Jobcenter ignoriert die Freibeträge

Der Betroffene im Bürgergeld-Bezug fing ein neues Arbeitsverhältnis an und meldete dieses dem Jobcenter. Laut Arbeitsvertrag erhielt er zum 15. März den ersten Lohn. Jedoch zahlte ihm der Arbeitgeber einen Vorschuss von 355,00 Euro.

Das Jobcenter rechnete die volle Summe als Einkommen an und zog lediglich die Versicherungspauschale von 30,00 Euro ab. Der Betroffene sollte als 325,00 Euro an das Jobcenter zurückzahlen. Freibeträge spielten für die Behörde in diesem Fall keine Rolle.
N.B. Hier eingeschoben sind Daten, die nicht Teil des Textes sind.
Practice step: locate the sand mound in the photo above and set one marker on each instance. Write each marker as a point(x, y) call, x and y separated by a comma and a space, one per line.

Wie hoch sind die Freibeträge

Beim Bürgergeld werden 100,00 Euro eines Erwerbseinkommens nicht auf die Leistung angerechnet. Bei einem Bruttoeinkommen zwischen 100,00 und 520,00 Euro bleiben 20 Prozent frei, bei einem Verdienst zwischen 520,00 und 1000,00 Euro 30 Prozent und zwischen 1.000,00 und 1.200,00 Euro weitere zehn Prozent.

Kläger argumentiert mit Freibetrag

Beim Bürgergeld gibt es einen Grundfreibetrag für Erwerbseinkommen pro Monat von 100,00 Euro, der nicht auf die Sozialleistung angerechnet wird. Weitere 20 Prozent der Zahlung wären laut Paragraf 11 des Sozialgesetzbuches II ebenfalls nicht angerechnet worden.

Hätte sich das Jobcenter an diese Regelung bei dem Vorschuss gehalten, dann wären 151,00 Euro von den 355,00 Euro anrechnungsfrei geblieben. In der Summe hätte der Betroffene nur 204,00 Euro erstatten müssen und nicht 325,00 Euro.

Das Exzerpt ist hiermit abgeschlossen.